Other questions which emerged during the early stage of this task included:
- How to mark each speaker in the transcriptions?
- What to do with swearing and offensive terms?
- Should we transcribe filler expressions (uhm, eh) or thought pauses (you know, yeah)?
Considering these transcriptions are meant to be provided primarily as standalone texts, rather than in their original subtitle format, the team has been working on solving these issues and agreed to:
- specify a speaker’s name in the first instance, then use their initials in the rest of the dialogue (with specific instructions on how to mark unidentified speakers);
- not remove swearing and offensive terms, but include a sensitivity statement to the affected texts;
- consider the Intelligent Verbatim Transcription style guidelines when encountering filler expressions or thought pauses.

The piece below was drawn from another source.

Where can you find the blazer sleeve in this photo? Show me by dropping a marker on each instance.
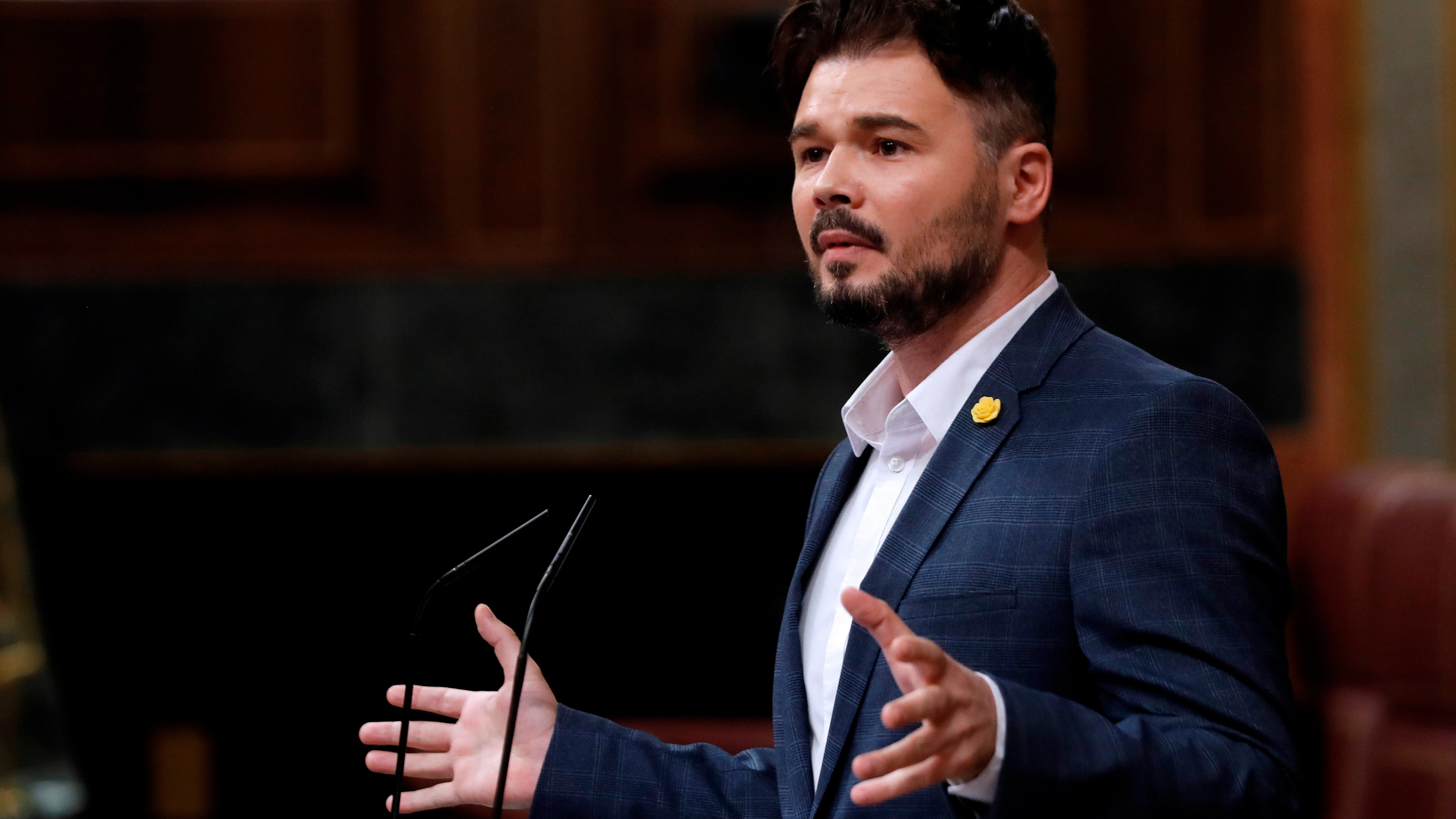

A first, completed version of the guidance document was released to the wider transcription team in mid-April. Since then, it has been occasionally updated as and when additional issues arose.
It usually requires several hours to edit a single transcription, depending on the length of a video and how accurate the auto-generated captions are. So far, almost 200 out of 844 videos have already been processed, and the workflow created for this project may be extended later on to other audiovisual collections (such as the Leeds Archive of Vernacular Culture).
*Transcripts are for University of Leeds staff and students only to make the content more accessible.